Insomma, venendo al sodo, il Nostro afferma che, se la miniatura del duomo di Milano è finita in faccia al presidente del consiglio, è del presidente del consiglio la responsabilità. Se l’è voluta e, in fondo, se l’è meritata.
Così ora io mi sento moralmente giustificato se una mattina mi verrà il ghiribizzo di aspettare davanti a casa sua il personaggio è di prenderlo a legnate sul groppone finché bastone o schiena non decideranno di rompersi. È così che vanno trattati, nel concetto di diritto teorizzato dal Nostro, gli avversari politici.
Con ogni evidenza, costui non è stato informato dai suoi maestri (?) a proposito di un curioso concetto chiamato democrazia, un concetto secondo il quale, a scadenze più o meno regolari, il popolo si prende la briga di eleggere a maggioranza chi sarà chiamato a rappresentarne la volontà. Certo, una maniera di darsi un governo non priva di difetti, e Berlusconi primo ministro ne è un esempio, ma qualcosa di meno peggiore nessuno è stato capace di escogitarlo. Votare a maggioranza per poi strepitare in piazza contro le proprie decisioni è qualcosa d’ingenuamente irrazionale. Applaudire – magari con una corposa vena d’ipocrisia e accampando anche argomenti che troverebbero forse migliore cittadinanza sul divano dello psicanalista – chi esercita violenza nei confronti di chi è stato scelto secondo le regole è criminale. Criminale perché offre legittimazione, per assurda che sia, a tutta quella feccia di squilibrati che infestano Internet, moltissimi nascosti dietro un vile anonimato.
Ecco allora, nello spazio di una notte, spuntare decine di migliaia di ectoplasmi che strillano perché lo psicopatico di Milano sia santificato, femmine disturbate mentalmente che lo invocano per averlo sposo, giornalisti da curva sud che trovano l’episodio del tutto naturale.

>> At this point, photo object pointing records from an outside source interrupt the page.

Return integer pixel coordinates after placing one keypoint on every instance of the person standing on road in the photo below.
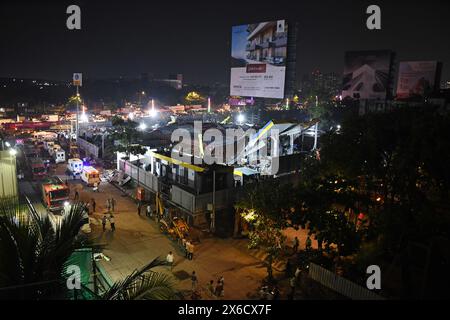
(298, 271)
(219, 288)
(112, 222)
(169, 260)
(292, 284)
(104, 222)
(295, 244)
(190, 250)
(308, 244)
(210, 287)
(194, 281)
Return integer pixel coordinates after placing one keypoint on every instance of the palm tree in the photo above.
(34, 249)
(35, 252)
(144, 284)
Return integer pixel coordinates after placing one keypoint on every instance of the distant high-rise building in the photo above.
(446, 85)
(173, 80)
(317, 82)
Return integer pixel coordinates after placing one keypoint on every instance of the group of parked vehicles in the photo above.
(43, 148)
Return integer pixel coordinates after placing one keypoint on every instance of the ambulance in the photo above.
(90, 175)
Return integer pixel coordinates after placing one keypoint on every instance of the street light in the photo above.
(241, 118)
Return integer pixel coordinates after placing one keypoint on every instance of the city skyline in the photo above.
(127, 42)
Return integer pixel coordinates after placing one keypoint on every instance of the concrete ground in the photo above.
(137, 240)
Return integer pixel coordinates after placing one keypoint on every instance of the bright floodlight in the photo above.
(84, 117)
(241, 118)
(153, 112)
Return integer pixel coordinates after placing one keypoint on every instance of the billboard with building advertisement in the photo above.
(417, 78)
(367, 74)
(258, 59)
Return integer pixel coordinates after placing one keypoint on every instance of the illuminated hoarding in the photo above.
(416, 78)
(367, 74)
(258, 59)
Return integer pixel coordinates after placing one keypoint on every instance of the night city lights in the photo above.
(251, 156)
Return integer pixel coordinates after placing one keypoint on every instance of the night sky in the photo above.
(127, 38)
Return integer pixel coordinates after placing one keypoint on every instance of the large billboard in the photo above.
(417, 78)
(367, 74)
(258, 59)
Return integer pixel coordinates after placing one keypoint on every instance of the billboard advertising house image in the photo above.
(367, 74)
(417, 78)
(258, 59)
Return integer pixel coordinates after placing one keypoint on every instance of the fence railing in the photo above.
(341, 285)
(89, 148)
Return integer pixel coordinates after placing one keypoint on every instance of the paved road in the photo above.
(137, 240)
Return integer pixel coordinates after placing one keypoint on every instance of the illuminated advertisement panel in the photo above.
(416, 78)
(258, 59)
(366, 74)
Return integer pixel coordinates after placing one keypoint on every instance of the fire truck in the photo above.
(37, 168)
(55, 194)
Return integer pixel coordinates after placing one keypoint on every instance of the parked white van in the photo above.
(44, 136)
(59, 156)
(54, 149)
(48, 145)
(75, 166)
(90, 175)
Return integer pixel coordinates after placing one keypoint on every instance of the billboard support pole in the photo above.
(78, 111)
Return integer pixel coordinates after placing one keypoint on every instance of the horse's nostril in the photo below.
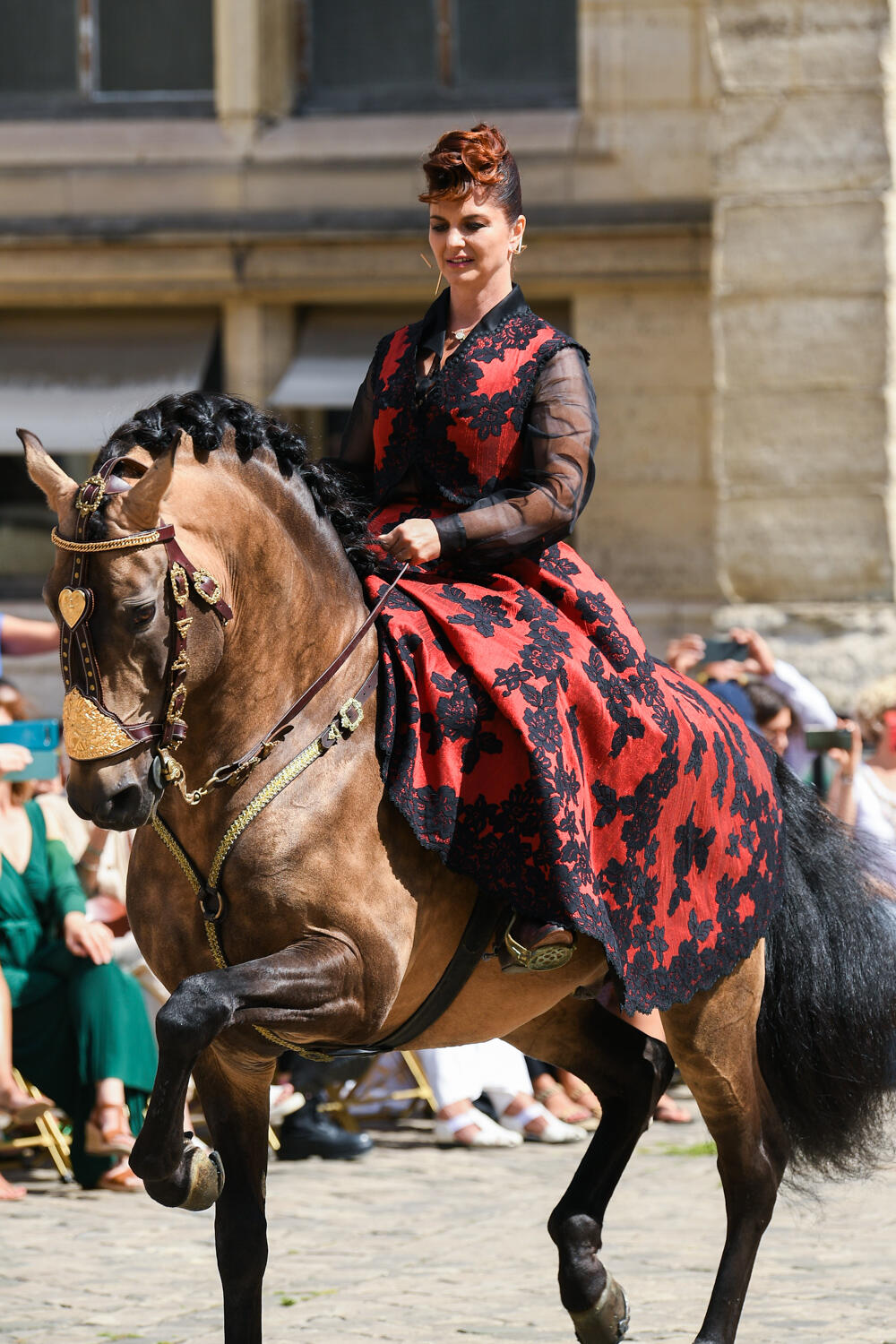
(121, 809)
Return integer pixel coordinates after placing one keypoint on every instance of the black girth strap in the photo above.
(470, 951)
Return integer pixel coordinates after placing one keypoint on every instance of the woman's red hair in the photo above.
(463, 160)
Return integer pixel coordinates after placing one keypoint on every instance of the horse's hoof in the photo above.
(607, 1320)
(204, 1176)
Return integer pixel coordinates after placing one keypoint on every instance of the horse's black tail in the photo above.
(828, 1023)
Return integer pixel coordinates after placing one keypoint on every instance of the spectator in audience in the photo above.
(458, 1074)
(769, 693)
(308, 1131)
(78, 1024)
(863, 793)
(18, 1105)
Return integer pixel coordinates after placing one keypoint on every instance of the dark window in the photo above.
(62, 56)
(425, 54)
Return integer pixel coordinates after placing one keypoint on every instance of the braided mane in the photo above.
(207, 417)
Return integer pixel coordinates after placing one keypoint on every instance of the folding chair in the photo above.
(48, 1137)
(419, 1090)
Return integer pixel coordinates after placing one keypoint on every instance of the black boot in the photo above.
(308, 1133)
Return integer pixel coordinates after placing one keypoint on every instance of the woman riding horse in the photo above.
(527, 736)
(214, 628)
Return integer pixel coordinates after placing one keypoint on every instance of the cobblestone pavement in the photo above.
(419, 1246)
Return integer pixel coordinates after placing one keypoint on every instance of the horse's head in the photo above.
(128, 610)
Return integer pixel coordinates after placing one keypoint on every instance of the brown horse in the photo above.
(336, 924)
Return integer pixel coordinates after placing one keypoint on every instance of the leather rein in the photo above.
(93, 731)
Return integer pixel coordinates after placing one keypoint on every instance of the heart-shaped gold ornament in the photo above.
(73, 604)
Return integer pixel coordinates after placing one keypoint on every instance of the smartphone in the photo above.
(719, 650)
(42, 738)
(823, 739)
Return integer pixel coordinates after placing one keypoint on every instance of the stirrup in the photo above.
(516, 956)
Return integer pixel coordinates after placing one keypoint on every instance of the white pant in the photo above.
(466, 1072)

Da questa stessa classe di esseri io sto subendo attacchi ben peggiori di un piccolo duomo di Milano in faccia, con una ricerca d’importanza fondamentale per la salute di tutti che sta finendo imbavagliata perché fastidiosa nei confronti d’interessi economici e di potere. E come me chissà quanti altri, in chissà quanti contesti differenti, di questo atteggiamento sono vittime.

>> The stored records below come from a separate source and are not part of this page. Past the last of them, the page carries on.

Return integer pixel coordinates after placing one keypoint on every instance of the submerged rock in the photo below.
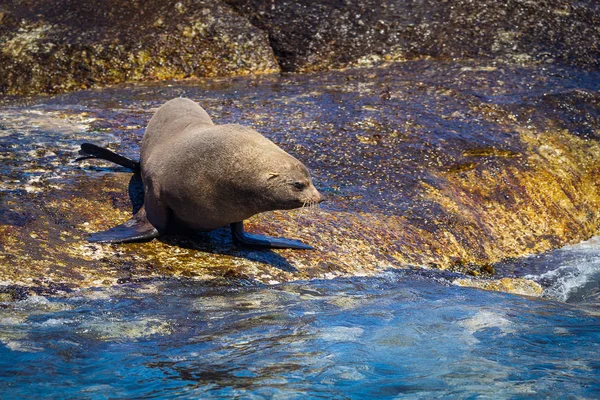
(525, 287)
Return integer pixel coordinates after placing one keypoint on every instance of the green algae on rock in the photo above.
(385, 144)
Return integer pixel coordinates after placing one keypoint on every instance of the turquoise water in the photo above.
(401, 335)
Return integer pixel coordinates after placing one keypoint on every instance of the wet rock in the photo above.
(308, 35)
(525, 287)
(448, 165)
(52, 46)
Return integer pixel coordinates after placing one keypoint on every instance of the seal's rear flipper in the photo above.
(89, 150)
(251, 239)
(137, 229)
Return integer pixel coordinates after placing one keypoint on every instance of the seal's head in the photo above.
(288, 186)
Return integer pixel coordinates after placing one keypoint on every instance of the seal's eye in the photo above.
(299, 185)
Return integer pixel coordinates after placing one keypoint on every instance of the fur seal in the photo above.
(203, 176)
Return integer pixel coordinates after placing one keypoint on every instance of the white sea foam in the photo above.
(578, 270)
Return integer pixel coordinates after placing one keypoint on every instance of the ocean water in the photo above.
(403, 334)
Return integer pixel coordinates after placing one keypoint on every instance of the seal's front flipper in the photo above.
(137, 229)
(89, 150)
(251, 239)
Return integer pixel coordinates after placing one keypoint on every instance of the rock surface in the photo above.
(427, 164)
(50, 46)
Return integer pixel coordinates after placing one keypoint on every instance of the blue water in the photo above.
(400, 335)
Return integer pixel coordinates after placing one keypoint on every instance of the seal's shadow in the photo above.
(218, 241)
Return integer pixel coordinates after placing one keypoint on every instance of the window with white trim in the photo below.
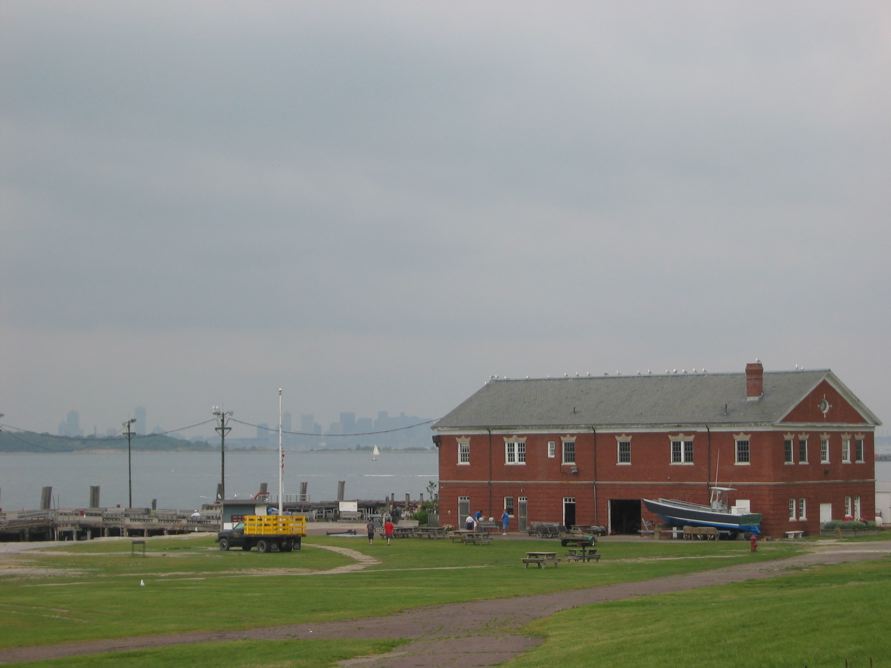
(682, 450)
(463, 452)
(515, 452)
(568, 452)
(743, 449)
(788, 449)
(623, 454)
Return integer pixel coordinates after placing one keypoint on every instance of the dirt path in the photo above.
(478, 633)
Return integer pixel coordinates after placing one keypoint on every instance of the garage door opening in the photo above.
(624, 516)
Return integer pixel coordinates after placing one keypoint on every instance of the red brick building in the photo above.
(797, 446)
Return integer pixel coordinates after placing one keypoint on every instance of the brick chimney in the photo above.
(754, 380)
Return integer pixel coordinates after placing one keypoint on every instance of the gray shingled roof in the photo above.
(673, 399)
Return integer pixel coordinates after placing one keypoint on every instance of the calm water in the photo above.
(188, 479)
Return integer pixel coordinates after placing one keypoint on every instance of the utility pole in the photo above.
(128, 424)
(281, 456)
(222, 429)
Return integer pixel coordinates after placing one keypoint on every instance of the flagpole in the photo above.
(281, 456)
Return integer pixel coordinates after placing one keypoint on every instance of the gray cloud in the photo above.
(381, 206)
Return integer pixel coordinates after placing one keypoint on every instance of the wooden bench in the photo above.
(540, 559)
(700, 533)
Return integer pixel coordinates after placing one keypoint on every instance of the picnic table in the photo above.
(470, 537)
(577, 540)
(583, 553)
(540, 559)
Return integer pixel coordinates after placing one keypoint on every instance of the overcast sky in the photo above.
(379, 205)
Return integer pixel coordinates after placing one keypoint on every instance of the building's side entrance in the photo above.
(463, 509)
(521, 513)
(624, 516)
(569, 511)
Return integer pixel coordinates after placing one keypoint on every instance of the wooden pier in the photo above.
(84, 524)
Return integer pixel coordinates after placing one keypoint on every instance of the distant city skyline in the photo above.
(310, 431)
(384, 204)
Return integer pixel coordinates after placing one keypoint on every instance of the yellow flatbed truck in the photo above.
(269, 533)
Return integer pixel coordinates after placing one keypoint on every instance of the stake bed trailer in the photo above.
(267, 532)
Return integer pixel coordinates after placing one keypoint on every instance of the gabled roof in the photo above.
(650, 400)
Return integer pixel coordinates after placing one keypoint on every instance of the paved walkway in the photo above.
(478, 633)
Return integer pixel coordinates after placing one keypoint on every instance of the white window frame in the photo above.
(515, 451)
(620, 442)
(859, 448)
(567, 449)
(685, 450)
(463, 452)
(743, 444)
(788, 448)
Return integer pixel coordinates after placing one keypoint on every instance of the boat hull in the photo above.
(683, 513)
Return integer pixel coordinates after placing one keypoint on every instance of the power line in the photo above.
(171, 431)
(328, 435)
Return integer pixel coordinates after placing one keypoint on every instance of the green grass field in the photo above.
(91, 590)
(827, 616)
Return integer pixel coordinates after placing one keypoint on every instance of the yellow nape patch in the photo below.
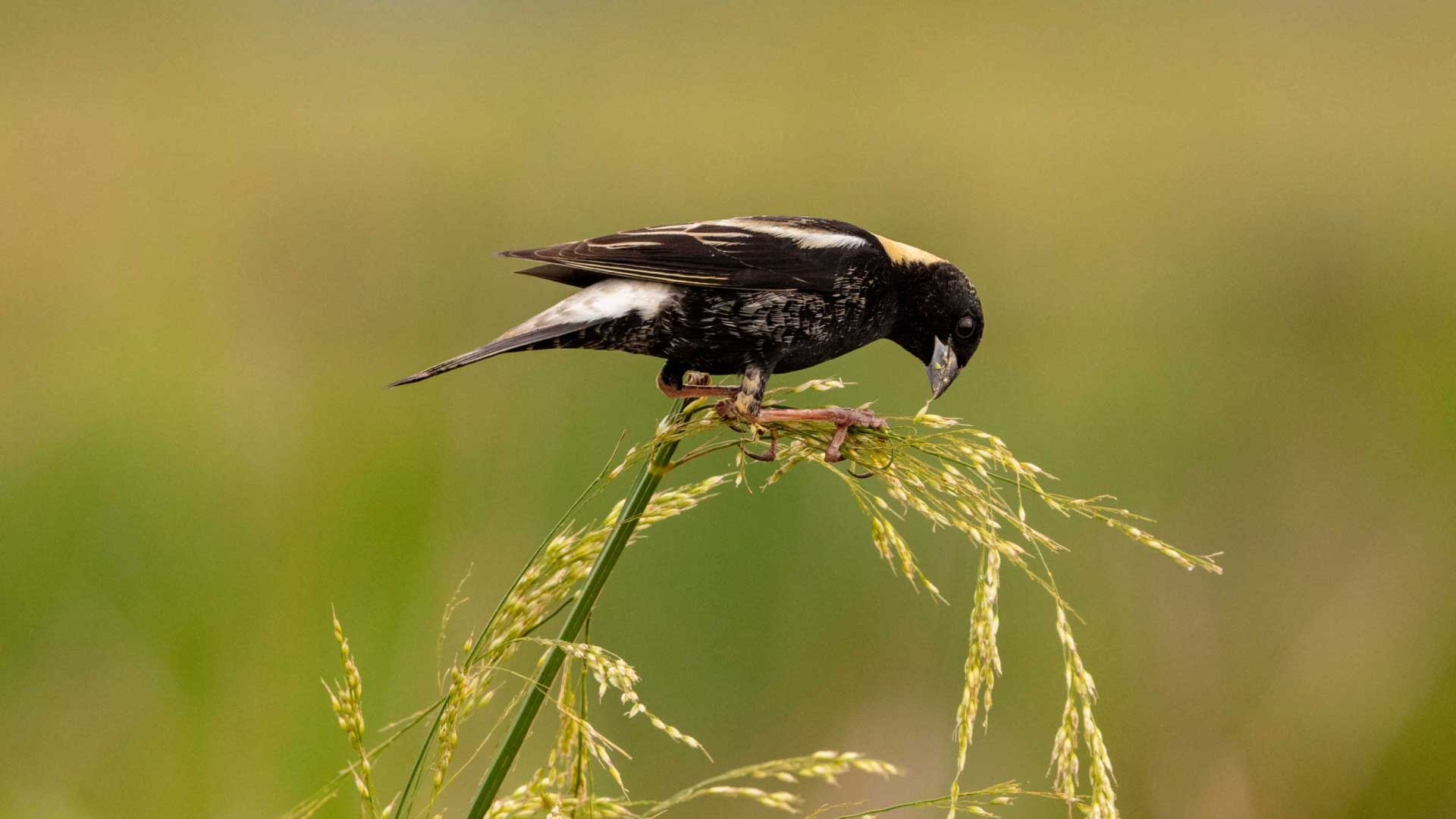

Arrivati qui, in questo sfacelo intellettuale, culturale ed etico, vorrei soltanto ricordare che noi, nel nostro paese, ci siamo dati regole democratiche e secondo queste regole siamo tenuti a comportarci. Non ci sta bene Berlusconi? Perfetto: votiamo per qualcun altro. Certo, il problema del qualcun altro esiste: chi sta dalla parte teoricamente opposta dello schieramento, in quel territorio senza confini definiti chiamato “sinistra”, non ha nulla di concreto da offrire se non un generico e oltremodo semplicistico “mandiamo via Berlusconi”, il tutto senza dirci con chi lo sostituiranno e che diavolo faranno di diverso da lui. Litigiosi come sono, vuoti di idee, privi di cultura tecnica, fondamentalmente vecchi, la prospettiva è di uscire da una dolorosa padella per cascare in un’ancor più scottante brace del detto popolare.

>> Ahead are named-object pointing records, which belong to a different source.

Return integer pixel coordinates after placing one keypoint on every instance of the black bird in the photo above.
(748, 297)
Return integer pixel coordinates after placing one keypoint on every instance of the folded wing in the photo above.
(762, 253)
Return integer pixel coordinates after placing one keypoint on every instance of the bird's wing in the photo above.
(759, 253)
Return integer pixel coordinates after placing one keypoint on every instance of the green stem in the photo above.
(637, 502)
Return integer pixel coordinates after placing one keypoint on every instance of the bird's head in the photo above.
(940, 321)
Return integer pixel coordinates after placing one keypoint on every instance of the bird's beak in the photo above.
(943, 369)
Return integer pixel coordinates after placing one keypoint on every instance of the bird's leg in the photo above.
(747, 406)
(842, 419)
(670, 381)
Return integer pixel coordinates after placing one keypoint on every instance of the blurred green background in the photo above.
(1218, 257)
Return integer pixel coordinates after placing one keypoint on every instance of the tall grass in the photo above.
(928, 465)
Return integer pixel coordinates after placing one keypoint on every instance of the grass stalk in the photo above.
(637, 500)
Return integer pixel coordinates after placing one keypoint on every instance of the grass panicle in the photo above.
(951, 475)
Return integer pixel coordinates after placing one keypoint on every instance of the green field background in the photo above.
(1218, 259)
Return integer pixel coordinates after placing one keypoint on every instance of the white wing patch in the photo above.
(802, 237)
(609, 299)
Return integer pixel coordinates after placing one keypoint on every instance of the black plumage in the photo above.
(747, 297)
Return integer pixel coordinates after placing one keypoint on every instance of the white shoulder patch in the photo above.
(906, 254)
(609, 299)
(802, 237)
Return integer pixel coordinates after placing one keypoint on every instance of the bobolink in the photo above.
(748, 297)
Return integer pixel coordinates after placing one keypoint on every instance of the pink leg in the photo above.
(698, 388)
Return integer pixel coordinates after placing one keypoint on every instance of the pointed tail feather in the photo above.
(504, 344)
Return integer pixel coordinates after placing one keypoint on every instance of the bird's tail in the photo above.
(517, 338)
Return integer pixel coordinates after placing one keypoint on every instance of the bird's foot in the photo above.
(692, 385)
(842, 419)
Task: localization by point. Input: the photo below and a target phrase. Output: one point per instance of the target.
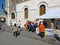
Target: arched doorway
(26, 13)
(12, 15)
(42, 9)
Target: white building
(24, 10)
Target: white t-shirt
(37, 30)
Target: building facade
(24, 10)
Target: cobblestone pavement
(25, 38)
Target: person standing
(37, 30)
(19, 25)
(11, 24)
(15, 30)
(42, 29)
(0, 25)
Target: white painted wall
(33, 9)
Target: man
(0, 25)
(41, 29)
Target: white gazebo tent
(52, 13)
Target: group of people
(15, 28)
(35, 27)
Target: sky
(2, 2)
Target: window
(12, 15)
(42, 10)
(26, 13)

Forse persino più allarmante è il fenomeno che fa capo ad Antonio Di Pietro, l’ondivago aspirante capopopolo in slalom continuo attraverso i pali delle sue stesse esternazioni, e ai poveri creduloni che non sanno di seguirlo, impacchettati sapientemente come sono in patetiche liste civiche.
Dunque, se volessimo davvero implementare il modello politico vagheggiato da costoro, temo non basterebbero tutte le riproduzioni del duomo di Milano, della basilica di San Pietro e della torre di Pisa per esprimere un giudizio nei riguardi della loro qualità.